Many of the claims made by unscrupulous marketers have been stricken from their websites and literature, because the FDA and the Federal Trade Commission (FTC) require that such claims be substantiated by research and approved for safety and effectiveness. When these companies made such claims without research to back them up, they were forced to walk back their hyperbolic advertising.
For example, if a company says on its website that one of its most popular essential oil blends can cure influenza, pneumonia, and cancer, this makes the product a drug according to the Federal Food, Drug, and Cosmetic (FD&C) Act. The FD&C Act defines drugs, in part, by their intended use: “articles intended for use in the diagnosis, cure, mitigation, treatment, or prevention of disease.”
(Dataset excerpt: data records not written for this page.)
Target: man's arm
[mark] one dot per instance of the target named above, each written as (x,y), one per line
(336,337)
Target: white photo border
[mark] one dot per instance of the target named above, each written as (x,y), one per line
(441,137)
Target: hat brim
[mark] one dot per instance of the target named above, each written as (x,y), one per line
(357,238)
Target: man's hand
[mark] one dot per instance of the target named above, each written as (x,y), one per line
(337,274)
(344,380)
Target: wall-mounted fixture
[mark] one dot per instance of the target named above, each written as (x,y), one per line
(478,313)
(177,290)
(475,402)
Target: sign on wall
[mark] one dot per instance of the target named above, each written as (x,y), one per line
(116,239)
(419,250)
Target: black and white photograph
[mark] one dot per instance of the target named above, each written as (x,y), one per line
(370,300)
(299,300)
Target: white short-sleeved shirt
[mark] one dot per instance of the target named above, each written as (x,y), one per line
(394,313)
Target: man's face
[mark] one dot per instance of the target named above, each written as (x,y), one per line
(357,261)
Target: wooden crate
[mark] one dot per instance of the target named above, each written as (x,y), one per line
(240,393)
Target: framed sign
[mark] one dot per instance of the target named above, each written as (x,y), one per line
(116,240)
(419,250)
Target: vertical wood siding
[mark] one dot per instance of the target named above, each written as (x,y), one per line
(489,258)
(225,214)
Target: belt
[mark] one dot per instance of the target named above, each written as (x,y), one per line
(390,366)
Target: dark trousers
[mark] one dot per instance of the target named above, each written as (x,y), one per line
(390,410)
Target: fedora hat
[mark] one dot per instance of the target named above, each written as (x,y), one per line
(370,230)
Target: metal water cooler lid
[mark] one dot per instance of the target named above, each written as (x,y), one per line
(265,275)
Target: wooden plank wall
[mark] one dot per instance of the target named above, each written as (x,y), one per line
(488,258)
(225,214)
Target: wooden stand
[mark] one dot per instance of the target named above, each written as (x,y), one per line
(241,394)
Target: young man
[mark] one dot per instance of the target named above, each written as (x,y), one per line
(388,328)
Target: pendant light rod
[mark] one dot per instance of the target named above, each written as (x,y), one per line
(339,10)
Based on the claims in its advertising, the company must receive approval by the FDA through its New Drug Application process to be classified as an over-the-counter drug. If the company has not applied for this status, the FDA will approach that company to inquire about the research it has conducted to back up its claim. If the company cannot produce research, the FDA will “advise” the company that it must remove the claims of therapeutic value from all of its marketing materials, usually within 48 hours, or face “legal action seeking a Federal District Court injunction.” Such an injunction can be devastating to the company, leading to the products being recalled or pulled from the market entirely and the company refunding the purchase price to consumers. In some cases, such action could shut a company down.
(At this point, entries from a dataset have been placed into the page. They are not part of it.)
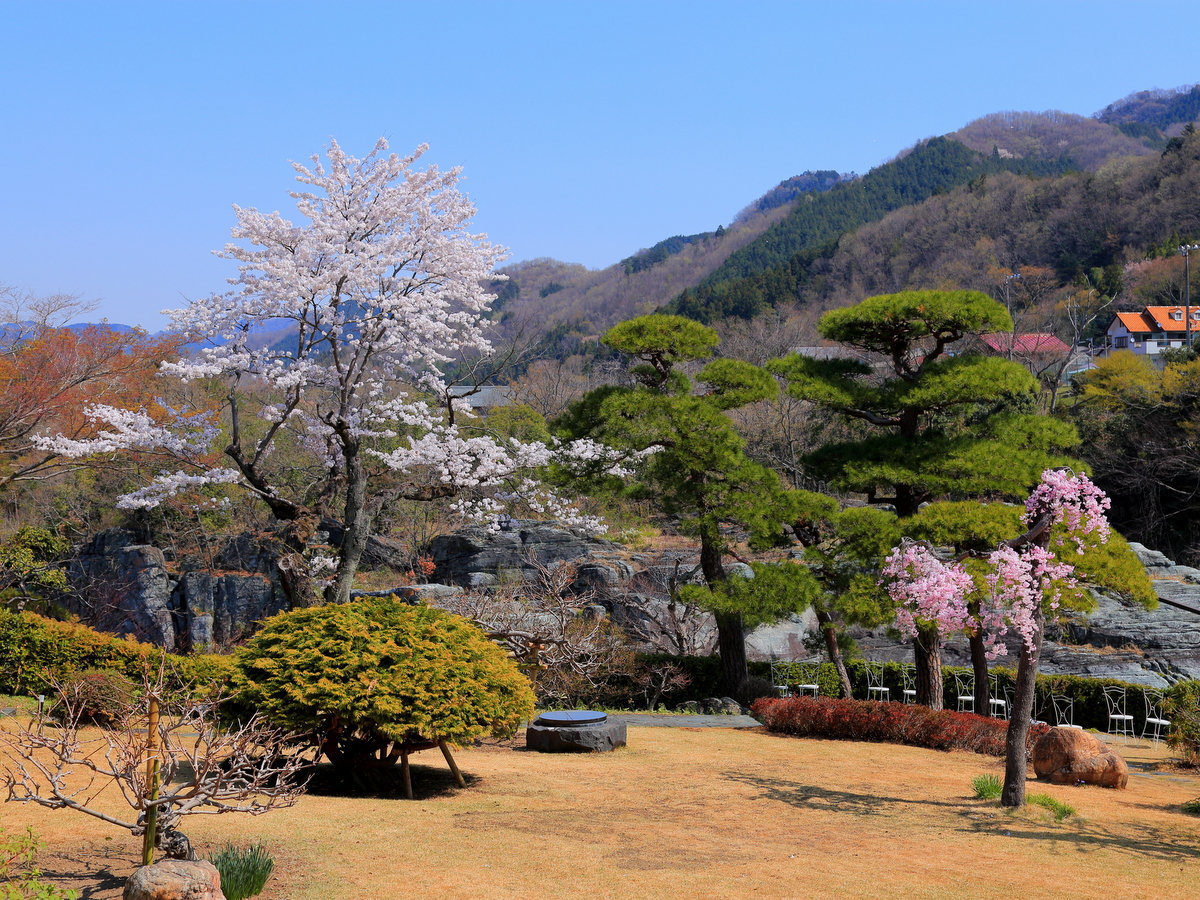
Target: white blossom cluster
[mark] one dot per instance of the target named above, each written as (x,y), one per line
(133,430)
(174,483)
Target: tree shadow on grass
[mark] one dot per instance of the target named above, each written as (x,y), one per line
(795,793)
(387,784)
(93,875)
(1146,841)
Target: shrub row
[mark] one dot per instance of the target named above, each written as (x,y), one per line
(35,652)
(886,723)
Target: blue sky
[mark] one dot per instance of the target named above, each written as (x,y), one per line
(586,130)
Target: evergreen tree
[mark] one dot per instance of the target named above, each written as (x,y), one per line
(693,463)
(942,425)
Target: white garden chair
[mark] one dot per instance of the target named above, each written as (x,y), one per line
(1120,721)
(875,687)
(1155,720)
(909,678)
(997,705)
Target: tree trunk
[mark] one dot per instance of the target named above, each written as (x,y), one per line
(1015,762)
(831,635)
(927,652)
(731,639)
(979,666)
(732,646)
(357,532)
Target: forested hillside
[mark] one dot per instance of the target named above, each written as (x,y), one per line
(787,246)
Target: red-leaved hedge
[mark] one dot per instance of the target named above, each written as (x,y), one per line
(886,723)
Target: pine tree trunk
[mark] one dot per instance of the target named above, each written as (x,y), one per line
(732,646)
(927,652)
(1015,762)
(831,635)
(731,639)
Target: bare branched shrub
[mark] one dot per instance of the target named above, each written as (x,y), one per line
(655,618)
(204,767)
(570,649)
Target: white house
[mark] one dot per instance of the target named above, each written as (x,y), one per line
(1153,330)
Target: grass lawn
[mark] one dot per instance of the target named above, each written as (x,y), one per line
(693,813)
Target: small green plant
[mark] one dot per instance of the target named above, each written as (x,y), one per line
(987,787)
(244,871)
(1060,809)
(18,877)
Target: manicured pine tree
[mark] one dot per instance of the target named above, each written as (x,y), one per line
(690,461)
(942,425)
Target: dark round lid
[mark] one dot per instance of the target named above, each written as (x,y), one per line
(571,718)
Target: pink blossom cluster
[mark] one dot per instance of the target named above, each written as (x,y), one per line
(931,592)
(927,591)
(1019,582)
(1073,502)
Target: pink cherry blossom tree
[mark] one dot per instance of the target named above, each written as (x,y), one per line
(376,289)
(1026,577)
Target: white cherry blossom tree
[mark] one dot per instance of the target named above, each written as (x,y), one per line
(378,287)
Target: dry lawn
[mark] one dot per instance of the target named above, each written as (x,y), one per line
(695,813)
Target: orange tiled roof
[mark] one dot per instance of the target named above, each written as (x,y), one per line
(1159,318)
(1031,342)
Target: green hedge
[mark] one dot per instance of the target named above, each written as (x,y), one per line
(1090,709)
(35,651)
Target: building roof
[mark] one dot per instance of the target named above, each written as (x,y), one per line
(1030,343)
(1158,318)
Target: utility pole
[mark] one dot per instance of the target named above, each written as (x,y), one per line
(1187,294)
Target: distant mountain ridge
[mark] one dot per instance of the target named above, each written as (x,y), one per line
(767,253)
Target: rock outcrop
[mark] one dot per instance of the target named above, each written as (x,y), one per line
(126,587)
(1072,756)
(174,880)
(477,557)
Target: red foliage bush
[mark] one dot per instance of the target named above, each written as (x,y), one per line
(886,723)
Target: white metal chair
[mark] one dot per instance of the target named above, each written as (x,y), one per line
(997,705)
(807,679)
(875,687)
(964,691)
(1155,720)
(909,678)
(1120,721)
(779,678)
(1063,712)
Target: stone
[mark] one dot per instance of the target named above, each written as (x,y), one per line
(1068,756)
(514,551)
(597,738)
(175,880)
(123,587)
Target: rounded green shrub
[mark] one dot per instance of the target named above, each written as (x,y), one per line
(102,696)
(371,677)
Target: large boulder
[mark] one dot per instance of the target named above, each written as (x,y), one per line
(223,609)
(175,880)
(123,587)
(1069,756)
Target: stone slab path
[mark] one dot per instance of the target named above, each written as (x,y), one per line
(687,721)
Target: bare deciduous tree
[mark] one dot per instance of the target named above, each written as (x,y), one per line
(57,761)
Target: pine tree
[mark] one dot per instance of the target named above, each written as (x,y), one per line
(695,468)
(941,425)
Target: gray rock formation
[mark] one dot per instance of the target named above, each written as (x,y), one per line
(124,588)
(513,552)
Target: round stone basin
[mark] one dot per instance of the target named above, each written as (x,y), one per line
(571,718)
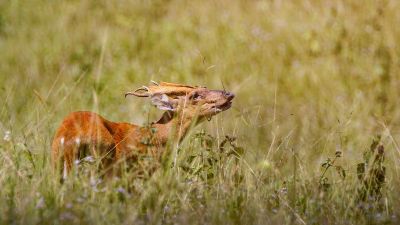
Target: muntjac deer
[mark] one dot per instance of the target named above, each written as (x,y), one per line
(83,134)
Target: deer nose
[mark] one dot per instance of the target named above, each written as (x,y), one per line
(229,95)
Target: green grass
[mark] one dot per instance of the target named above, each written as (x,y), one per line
(311,78)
Most recently, the FDA has sent warning letters to several essential oils companies to demand that they remove claims from their websites that their products can prevent or cure COVID-19. One such company promoted its oils with statements like this one: “The most important essential oils to protect against Corona Viruses are [list of oils] … This blend contains antiviral infection-fighting essential oils which are known to be effective in killing positive-stranded RNA viruses including Corona viruses.” No peer-reviewed research suggests that this could be remotely true, so the FDA forced the company to remove these statements from its marketing communications.
As of this writing, no essential oils have been classified as over-the-counter drugs by the FDA for any purpose.